A paraître : « L’inconscient est politiquement incorrect », Stock, Paris, avril 2018

1 Message

  • Le harcèlement sexuel vu depuis la Suisse 15 décembre 2017 18:45, par Dominique

    J’aime bien la deuxième partie, celle du psy. Il a l’air d’être compétent et de bien maîtriser son sujet.

    Par contre la première partie est du grand n’importe quoi. "Or, vu le climat général et vu que, selon l’article sur le harcèlement sexuel inscrit dans la loi fédérale sur l’égalité, « ce qui compte n’est pas l’intention de la personne qui importune, mais la manière dont la personne concernée perçoit et ressent son comportement », beaucoup d’hommes n’osent déjà plus se lancer en live." Visiblement, nous ne fréquentons pas les mêmes milieux. Arrivés à cette phrase, j’ai ouvert la brochure et, en page 8 nous pouvons lire (loi européenne) :

    " « Le harcèlement fait référence à un comportement abusif, répété, dirigé
    à l’encontre d’un salarié ou d’un groupe de salariés et consistant
    à traiter injustement, à humilier, à fragiliser ou à menacer la personne
    harcelée. …"

    D’abord cette brochure parle du harcèlement sur les lieux de travail et pas que du harcèlement subi par les femmes. Ensuite elle définit le contexte : "un comportement abusif, répété".

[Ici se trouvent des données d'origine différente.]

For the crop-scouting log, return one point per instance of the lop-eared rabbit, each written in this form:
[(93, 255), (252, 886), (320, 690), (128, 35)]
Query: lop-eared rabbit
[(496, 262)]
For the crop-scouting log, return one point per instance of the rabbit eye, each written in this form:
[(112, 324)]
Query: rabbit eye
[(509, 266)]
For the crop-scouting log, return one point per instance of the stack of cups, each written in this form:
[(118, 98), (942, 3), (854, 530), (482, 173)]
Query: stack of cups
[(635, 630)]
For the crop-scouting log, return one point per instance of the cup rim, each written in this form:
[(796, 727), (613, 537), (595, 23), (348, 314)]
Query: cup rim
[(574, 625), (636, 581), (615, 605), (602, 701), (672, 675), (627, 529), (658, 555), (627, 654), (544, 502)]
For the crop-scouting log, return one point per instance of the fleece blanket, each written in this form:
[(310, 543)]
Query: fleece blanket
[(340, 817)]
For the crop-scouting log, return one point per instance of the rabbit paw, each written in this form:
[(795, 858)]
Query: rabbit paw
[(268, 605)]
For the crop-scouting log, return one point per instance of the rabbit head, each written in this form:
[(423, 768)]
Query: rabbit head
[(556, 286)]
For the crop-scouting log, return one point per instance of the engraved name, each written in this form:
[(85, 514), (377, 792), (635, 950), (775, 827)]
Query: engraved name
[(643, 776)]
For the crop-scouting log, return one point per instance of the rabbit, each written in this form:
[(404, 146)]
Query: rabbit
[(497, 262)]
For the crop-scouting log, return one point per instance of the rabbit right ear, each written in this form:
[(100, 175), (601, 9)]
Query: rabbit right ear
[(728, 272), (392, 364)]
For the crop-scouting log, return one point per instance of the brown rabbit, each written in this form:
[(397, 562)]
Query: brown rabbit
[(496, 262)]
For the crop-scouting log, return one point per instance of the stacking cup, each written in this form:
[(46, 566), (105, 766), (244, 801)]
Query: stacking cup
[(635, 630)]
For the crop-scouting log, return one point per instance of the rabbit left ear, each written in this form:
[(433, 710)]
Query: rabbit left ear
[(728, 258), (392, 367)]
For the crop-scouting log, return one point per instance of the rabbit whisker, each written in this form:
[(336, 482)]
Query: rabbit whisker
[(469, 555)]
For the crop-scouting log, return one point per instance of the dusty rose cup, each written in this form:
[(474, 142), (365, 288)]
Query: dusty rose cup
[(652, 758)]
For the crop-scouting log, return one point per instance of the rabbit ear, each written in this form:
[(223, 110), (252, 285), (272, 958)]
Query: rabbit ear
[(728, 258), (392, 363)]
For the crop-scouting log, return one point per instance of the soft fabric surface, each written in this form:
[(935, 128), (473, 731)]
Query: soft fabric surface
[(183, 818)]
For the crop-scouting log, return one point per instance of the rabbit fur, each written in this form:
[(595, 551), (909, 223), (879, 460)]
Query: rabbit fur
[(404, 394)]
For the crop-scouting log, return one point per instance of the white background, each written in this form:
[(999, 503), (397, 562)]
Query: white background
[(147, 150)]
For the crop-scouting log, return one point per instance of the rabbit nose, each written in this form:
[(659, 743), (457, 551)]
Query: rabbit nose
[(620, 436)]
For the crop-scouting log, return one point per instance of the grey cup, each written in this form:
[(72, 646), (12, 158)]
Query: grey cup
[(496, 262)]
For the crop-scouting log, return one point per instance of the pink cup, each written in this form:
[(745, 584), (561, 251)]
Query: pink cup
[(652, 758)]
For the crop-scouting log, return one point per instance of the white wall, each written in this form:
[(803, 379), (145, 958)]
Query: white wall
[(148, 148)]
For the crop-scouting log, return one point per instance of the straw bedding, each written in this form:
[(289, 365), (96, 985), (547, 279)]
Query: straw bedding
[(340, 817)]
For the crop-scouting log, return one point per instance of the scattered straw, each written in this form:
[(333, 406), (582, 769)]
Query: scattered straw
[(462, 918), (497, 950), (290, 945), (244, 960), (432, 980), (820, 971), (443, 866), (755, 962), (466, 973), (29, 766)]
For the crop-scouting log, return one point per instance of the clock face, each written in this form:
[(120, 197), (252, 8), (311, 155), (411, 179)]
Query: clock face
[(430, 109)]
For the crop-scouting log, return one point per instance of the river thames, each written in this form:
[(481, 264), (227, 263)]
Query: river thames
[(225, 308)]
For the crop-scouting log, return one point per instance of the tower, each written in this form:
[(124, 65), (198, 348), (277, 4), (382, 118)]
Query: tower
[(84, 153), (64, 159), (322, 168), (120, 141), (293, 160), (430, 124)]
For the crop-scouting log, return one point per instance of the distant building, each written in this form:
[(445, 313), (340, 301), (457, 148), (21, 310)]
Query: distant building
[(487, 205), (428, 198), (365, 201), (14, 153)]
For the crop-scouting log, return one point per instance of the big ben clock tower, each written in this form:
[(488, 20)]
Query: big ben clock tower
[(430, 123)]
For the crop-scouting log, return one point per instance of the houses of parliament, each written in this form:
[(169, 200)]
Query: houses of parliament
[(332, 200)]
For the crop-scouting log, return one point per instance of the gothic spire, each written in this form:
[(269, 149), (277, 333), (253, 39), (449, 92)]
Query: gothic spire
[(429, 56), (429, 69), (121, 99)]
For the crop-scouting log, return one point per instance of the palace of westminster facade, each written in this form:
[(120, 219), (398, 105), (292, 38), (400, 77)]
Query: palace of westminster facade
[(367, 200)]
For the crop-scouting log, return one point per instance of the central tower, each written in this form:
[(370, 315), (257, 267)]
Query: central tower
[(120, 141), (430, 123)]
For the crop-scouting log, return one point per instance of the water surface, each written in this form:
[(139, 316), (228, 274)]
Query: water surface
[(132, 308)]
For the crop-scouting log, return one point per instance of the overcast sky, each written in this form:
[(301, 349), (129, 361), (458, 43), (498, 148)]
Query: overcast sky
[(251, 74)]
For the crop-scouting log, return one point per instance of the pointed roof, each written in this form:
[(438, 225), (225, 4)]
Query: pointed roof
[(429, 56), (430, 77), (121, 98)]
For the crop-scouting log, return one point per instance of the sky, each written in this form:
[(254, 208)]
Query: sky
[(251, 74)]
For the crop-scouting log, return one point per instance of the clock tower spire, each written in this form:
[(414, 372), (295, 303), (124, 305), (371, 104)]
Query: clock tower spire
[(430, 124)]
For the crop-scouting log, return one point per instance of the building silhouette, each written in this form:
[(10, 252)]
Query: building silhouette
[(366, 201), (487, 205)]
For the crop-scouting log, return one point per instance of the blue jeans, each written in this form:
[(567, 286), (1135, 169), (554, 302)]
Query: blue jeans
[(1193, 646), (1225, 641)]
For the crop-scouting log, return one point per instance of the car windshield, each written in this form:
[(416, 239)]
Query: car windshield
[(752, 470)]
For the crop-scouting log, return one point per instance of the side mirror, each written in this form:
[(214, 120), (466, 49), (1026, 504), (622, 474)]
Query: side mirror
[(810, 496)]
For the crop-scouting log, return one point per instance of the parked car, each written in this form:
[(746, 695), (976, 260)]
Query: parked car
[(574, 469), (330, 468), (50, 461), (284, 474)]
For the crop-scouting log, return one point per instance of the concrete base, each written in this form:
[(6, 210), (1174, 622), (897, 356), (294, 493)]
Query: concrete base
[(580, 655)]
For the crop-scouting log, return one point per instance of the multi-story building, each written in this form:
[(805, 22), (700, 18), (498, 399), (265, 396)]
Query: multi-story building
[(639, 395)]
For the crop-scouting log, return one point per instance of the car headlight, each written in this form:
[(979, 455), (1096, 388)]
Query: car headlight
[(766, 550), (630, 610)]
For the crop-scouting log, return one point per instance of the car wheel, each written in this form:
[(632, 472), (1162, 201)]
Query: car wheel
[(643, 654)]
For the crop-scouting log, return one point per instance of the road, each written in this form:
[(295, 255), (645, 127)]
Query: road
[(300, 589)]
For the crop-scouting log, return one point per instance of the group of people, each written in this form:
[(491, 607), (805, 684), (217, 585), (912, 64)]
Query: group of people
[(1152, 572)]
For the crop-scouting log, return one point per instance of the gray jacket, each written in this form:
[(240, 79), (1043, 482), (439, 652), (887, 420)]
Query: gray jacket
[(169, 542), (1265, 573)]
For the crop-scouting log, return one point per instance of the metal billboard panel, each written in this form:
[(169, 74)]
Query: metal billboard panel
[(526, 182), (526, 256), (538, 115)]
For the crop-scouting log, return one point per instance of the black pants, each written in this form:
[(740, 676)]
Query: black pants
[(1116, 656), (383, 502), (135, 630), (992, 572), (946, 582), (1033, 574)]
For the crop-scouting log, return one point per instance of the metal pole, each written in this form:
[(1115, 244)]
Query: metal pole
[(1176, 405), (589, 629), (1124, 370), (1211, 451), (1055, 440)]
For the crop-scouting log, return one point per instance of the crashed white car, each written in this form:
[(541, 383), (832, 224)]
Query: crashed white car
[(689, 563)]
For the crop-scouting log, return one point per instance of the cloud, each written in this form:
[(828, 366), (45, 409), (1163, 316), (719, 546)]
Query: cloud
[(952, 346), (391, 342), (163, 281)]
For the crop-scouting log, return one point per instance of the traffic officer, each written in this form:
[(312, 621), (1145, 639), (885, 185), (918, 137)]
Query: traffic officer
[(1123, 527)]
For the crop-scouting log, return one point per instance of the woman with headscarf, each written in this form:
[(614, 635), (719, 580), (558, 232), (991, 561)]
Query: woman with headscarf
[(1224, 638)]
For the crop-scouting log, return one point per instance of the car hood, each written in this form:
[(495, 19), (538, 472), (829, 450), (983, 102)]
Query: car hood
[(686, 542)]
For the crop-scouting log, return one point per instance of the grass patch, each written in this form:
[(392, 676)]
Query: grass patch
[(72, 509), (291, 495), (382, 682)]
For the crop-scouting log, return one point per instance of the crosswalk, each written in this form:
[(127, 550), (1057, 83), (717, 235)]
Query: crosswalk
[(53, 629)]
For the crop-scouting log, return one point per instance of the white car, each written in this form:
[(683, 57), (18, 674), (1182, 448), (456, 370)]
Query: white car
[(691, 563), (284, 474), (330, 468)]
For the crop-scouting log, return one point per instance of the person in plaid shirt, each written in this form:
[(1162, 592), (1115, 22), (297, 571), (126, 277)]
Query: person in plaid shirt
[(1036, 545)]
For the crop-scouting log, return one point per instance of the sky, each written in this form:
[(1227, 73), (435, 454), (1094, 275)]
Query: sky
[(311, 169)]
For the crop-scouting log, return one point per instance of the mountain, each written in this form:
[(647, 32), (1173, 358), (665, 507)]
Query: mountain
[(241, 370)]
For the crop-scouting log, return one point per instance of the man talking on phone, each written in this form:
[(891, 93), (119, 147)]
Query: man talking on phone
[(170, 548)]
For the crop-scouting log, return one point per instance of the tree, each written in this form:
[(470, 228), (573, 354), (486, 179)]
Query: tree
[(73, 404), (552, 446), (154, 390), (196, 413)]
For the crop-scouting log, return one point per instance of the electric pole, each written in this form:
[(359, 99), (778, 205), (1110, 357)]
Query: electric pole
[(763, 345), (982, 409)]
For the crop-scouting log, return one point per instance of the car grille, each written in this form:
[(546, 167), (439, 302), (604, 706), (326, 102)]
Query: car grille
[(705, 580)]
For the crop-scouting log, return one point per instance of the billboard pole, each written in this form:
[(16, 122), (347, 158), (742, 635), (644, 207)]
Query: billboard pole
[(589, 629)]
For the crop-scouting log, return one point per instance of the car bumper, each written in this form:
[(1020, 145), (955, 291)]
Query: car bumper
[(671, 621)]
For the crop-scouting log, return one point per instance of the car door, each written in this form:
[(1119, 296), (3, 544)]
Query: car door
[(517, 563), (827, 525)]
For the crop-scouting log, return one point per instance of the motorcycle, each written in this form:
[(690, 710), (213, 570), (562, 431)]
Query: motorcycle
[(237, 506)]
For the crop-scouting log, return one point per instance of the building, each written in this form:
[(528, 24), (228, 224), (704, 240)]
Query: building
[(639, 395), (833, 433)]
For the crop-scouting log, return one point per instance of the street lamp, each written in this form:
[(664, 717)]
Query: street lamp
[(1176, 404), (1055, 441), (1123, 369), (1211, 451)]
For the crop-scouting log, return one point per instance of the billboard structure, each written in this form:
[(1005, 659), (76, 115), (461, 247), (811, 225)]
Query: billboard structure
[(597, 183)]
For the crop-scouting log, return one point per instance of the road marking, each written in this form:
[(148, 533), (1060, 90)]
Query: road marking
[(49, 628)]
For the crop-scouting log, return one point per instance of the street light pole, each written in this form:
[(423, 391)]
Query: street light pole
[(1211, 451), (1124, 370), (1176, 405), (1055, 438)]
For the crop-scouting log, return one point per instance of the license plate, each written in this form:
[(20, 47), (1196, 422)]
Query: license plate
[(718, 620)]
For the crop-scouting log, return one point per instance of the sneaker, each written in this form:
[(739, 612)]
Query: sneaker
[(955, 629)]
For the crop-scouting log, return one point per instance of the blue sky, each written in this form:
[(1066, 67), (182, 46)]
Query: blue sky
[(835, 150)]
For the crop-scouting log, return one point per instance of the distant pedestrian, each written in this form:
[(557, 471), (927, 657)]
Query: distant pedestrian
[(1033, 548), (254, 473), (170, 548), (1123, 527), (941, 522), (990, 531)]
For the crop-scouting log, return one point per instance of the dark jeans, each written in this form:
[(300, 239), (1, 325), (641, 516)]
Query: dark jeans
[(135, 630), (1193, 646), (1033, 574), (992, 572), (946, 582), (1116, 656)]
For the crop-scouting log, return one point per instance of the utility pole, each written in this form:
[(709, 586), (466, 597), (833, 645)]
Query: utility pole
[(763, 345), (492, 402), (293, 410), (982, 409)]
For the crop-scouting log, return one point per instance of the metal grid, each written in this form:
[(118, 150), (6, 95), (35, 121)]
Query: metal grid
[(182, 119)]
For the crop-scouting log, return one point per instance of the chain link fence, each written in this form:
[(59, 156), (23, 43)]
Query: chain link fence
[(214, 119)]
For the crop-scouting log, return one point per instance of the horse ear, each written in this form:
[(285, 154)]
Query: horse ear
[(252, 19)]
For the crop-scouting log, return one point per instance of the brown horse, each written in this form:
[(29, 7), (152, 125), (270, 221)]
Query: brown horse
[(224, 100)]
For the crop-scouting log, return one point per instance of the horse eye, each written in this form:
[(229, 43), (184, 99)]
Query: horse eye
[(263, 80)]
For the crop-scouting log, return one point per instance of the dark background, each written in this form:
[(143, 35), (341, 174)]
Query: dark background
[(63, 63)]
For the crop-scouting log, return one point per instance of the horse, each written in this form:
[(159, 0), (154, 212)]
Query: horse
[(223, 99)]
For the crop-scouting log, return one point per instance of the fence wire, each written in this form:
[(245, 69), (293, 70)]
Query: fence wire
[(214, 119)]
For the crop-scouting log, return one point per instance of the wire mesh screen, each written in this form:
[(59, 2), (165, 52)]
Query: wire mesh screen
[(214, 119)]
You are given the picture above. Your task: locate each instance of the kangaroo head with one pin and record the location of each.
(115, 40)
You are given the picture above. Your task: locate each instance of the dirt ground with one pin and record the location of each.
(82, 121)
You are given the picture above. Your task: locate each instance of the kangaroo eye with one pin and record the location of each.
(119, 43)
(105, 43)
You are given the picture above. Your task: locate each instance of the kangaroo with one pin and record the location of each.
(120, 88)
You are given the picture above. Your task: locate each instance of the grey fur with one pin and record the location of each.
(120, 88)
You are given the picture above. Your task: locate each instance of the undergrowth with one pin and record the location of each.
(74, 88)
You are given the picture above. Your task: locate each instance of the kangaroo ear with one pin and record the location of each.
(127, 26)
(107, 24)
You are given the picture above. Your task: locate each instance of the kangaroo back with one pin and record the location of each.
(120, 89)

    De plus en page 10 qui parle de la loi citée, toutes les causes pouvant constituer harcèlement sont mises au pluriel, ce qui implique que cette loi suisse est conforme à la loi européenne et que le harcèlement, en Suisse aussi, consiste en une pratique répétée.

    Donc il n’est pas interdit de draguer en Suisse, mais quand une femme ou n’importe qui d’autre te dit non, ça veut dire non. Les milieux que je fréquente (qui comptent de nombreuses féministes) sont très clair là-dessus.